Auf dem Gepäckträger ist die kleine Box montiert, in der die Technik steckt. Mit einem Kippschalter setze ich sie in Gang, gleich daneben befindet sich der Lautstärkeregler.

Während ich vom Kloster in Richtung Prämonstratenserberg fahre, werde ich von einem langgezogenen, brummenden Orgelton begleitet. Auf der Wiese am Prämonstratenserberg wecke ich mit den Orgelklängen die Aufmerksamkeit der dort sitzenden jungen Männer. „Alles gut?“, ruft mir einer hinterher.

Ja, mit dem Fahrrad falle ich schon ein bisschen auf. Vorbei am Allee-Center mischt sich in die Musik die Geräuschkulisse eines Cafés – Stimmen sind zu hören, das Klappern von Geschirr, offenbar herrscht geschäftiges Treiben. Ganz so lebhaft wie es klingt, ist es vor dem Café an der Rückseite des Allee-Centers aber nicht.

Auf dem Alten Markt bin ich unsicher, wo ich langfahren muss. GPS-gesteuerte Anweisungen aus dem Lautsprecher wie zuvor erhalte ich nicht und suche mir meinen eigenen Weg – zum Breiten Weg und zur Julius-Bremer-Straße, bis hin zur Jacobstraße.

An der vierspurigen Straße denke ich, nein, das Vogelgezwitscher, das aus den Boxen kommt, will nicht so recht zur Kulisse passen. Also kurzer Zwischenstopp und ein Blick auf die Karte, die mir mitgegeben wurde.

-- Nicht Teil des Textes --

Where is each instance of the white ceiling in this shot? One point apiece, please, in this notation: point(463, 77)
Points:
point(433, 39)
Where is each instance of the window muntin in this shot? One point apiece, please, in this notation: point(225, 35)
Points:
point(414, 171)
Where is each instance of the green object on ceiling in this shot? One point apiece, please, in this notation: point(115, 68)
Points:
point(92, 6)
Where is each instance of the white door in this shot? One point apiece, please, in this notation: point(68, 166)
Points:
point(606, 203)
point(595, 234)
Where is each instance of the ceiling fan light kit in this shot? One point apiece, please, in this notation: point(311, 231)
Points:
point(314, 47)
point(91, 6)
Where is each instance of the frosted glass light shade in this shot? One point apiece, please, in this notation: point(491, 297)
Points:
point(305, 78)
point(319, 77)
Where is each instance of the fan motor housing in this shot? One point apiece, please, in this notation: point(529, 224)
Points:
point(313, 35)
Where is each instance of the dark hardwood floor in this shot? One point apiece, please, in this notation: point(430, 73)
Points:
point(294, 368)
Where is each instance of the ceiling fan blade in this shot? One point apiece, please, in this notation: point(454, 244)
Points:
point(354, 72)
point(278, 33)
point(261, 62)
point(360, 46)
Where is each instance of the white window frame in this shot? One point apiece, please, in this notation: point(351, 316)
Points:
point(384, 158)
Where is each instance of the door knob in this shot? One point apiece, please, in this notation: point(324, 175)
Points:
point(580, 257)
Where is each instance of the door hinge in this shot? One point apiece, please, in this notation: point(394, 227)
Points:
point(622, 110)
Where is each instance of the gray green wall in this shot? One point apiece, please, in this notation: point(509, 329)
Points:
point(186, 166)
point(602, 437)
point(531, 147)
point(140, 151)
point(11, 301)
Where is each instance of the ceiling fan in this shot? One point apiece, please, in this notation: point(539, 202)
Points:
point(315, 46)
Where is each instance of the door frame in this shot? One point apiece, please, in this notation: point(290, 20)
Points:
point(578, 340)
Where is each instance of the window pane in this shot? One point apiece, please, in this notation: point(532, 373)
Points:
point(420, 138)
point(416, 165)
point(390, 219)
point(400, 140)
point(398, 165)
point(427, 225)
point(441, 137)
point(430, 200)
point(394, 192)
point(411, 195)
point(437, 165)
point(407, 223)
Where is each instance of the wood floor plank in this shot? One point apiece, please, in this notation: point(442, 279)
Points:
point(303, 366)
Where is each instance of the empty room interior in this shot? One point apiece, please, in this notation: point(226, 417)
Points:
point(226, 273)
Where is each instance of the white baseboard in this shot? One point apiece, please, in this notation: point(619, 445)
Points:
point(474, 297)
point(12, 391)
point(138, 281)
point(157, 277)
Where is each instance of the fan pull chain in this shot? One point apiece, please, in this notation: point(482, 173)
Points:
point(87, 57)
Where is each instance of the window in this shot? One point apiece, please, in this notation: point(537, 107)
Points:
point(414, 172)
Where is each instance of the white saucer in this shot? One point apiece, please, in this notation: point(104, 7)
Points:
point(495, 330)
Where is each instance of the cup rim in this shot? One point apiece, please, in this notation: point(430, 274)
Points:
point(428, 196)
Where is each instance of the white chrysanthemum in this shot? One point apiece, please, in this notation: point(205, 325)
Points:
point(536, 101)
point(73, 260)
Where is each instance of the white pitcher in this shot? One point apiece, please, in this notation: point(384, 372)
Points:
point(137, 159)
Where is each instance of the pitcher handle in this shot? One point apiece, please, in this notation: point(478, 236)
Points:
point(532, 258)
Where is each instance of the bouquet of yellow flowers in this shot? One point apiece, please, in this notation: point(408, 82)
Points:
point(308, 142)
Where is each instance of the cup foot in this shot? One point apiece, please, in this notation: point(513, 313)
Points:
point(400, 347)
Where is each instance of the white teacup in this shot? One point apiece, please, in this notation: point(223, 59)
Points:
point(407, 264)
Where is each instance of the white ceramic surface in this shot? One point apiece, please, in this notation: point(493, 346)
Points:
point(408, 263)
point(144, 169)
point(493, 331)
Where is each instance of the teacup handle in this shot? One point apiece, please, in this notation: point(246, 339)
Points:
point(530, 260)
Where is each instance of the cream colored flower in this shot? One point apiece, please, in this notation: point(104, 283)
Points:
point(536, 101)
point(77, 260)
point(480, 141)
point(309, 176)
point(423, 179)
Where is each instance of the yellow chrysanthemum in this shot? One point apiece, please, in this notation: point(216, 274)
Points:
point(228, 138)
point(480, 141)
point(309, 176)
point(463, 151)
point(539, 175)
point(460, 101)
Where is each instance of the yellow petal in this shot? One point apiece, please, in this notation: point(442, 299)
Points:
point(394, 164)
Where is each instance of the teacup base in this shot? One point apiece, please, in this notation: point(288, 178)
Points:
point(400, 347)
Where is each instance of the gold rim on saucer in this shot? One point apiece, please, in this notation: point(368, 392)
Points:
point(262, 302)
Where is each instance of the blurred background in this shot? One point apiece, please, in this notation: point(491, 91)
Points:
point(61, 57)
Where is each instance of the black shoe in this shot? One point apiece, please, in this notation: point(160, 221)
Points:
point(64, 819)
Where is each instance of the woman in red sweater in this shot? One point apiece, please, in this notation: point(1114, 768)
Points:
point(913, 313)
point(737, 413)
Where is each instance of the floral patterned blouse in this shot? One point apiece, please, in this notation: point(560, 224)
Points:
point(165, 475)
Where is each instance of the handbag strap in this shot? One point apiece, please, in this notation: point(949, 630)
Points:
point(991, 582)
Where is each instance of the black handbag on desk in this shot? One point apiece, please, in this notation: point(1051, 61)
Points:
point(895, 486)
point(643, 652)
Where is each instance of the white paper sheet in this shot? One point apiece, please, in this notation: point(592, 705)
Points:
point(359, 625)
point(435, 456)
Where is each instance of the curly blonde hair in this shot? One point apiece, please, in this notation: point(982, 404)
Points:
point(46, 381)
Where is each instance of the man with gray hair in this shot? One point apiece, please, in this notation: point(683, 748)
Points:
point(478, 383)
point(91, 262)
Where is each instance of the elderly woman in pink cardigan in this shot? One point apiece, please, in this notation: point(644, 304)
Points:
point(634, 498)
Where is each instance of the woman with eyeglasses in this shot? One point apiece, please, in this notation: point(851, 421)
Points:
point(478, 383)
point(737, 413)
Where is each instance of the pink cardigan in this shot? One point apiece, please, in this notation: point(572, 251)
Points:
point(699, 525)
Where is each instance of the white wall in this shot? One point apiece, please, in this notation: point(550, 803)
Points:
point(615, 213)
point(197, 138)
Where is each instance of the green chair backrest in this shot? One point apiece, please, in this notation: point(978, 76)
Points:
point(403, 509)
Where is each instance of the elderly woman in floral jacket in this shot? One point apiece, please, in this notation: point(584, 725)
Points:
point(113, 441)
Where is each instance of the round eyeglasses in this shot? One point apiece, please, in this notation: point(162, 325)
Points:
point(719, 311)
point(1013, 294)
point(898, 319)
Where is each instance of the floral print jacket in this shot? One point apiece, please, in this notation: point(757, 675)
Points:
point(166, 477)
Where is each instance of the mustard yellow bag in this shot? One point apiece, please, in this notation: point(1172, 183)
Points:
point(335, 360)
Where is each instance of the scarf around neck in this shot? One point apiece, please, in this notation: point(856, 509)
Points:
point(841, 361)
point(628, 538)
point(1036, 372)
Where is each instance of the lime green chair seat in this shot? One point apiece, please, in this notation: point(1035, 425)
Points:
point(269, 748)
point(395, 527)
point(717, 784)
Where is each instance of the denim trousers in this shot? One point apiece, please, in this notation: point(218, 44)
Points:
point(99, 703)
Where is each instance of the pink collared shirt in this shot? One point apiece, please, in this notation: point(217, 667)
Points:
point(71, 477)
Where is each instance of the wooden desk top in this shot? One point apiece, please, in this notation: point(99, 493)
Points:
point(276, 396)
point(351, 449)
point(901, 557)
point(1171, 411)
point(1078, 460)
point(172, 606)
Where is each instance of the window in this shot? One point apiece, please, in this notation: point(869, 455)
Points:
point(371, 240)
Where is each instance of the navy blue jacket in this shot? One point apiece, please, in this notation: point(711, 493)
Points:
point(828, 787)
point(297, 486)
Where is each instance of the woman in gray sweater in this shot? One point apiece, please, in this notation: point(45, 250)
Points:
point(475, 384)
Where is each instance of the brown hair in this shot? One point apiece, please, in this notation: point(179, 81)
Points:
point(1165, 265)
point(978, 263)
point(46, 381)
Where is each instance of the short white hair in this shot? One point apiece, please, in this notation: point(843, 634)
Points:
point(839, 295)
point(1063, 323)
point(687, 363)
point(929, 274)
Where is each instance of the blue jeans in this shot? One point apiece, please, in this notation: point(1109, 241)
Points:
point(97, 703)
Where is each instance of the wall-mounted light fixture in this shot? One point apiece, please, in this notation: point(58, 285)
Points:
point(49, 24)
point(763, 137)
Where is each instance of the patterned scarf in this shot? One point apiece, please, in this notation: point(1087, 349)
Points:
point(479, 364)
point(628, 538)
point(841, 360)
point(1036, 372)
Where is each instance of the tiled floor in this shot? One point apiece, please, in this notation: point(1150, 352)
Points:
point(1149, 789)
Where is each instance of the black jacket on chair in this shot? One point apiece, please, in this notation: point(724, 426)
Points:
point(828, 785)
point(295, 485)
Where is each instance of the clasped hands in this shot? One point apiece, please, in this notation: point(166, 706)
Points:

An der Ecke zur Weitlingbibliothek passt die Geräuschkulisse zwitschernder Vögel dann wieder. Jetzt rechts auf die Weitlingstraße und dann befinde ich mich wieder auf der Route. Die langgezogenen Orgeldreiklänge begleiten mich weiter. Mal klingen sie harmonisch, mal scheinen sie disharmonisch. Aber sie haben stets die gleiche Wirkung: Sie versetzen mich wie in eine musikalische Seifenblase, lassen die Geräusche der Stadt in den Hintergrund treten, aber nicht ganz verschwinden und mich so meine Heimatstadt wie durch einen Schleier erleben.

Über die Rückseite des Nordabschnittes des Breiten Weges geht es nun wieder nach Süden. Leider muss ich an der Kreuzung von Breitem Weg und Ernst-Reuter-Allee solange auf die Grünphase warten, dass die Musik bereits fast verklungen ist, als ich wieder aufs Rad steige.

Am Hundertwasserhaus setzt die Musik wieder ein. Hört sich an wie ein Schiffshorn. Unter Glockenklang und den Gesang eines Mädchenchores mischt sich das Geräusch wie von einer Schrankenanlage, die gerade geschlossen wird. Wasserrauschen, Vogelzwitschern, dann wieder Orgelklänge, die ein bisschen an Wind erinnern, der mir auf der Sternbrücke nun kräftig ins Gesicht bläst. Über den Heinrich-Heine-Platz und die Promenade am Schleinufer geht es dann wieder zurück zum Kloster.

Mein Fazit: Die Tour hat mir Spaß gemacht. Es war eine interessante Erfahrung, von der Musik begleitet durch Magdeburg zu fahren, die mich von allem Äußeren irgendwie abgeschottet hat, wie mit einem unsichtbaren Schleier.

Die Stadt wiederum hat mich schon wahrgenommen. Immer wieder schauten sich Passanten – vor allem Kinder und Jugendliche – neugierig nach dem Fahrrad um. Die Musik und die Geräusche haben bei mir viele Assoziationen geweckt. Und manches habe ich anders wahrgenommen.

Die Musik klingt in meinem inneren Ohr noch eine Weile nach, als ich auf dem Weg zurück in die Redaktion bin, so dass die Wolke mich noch eine Weile umgibt, ehe sie sich nach und nach auflöst und ich wieder ganz im Jetzt und Hier bin.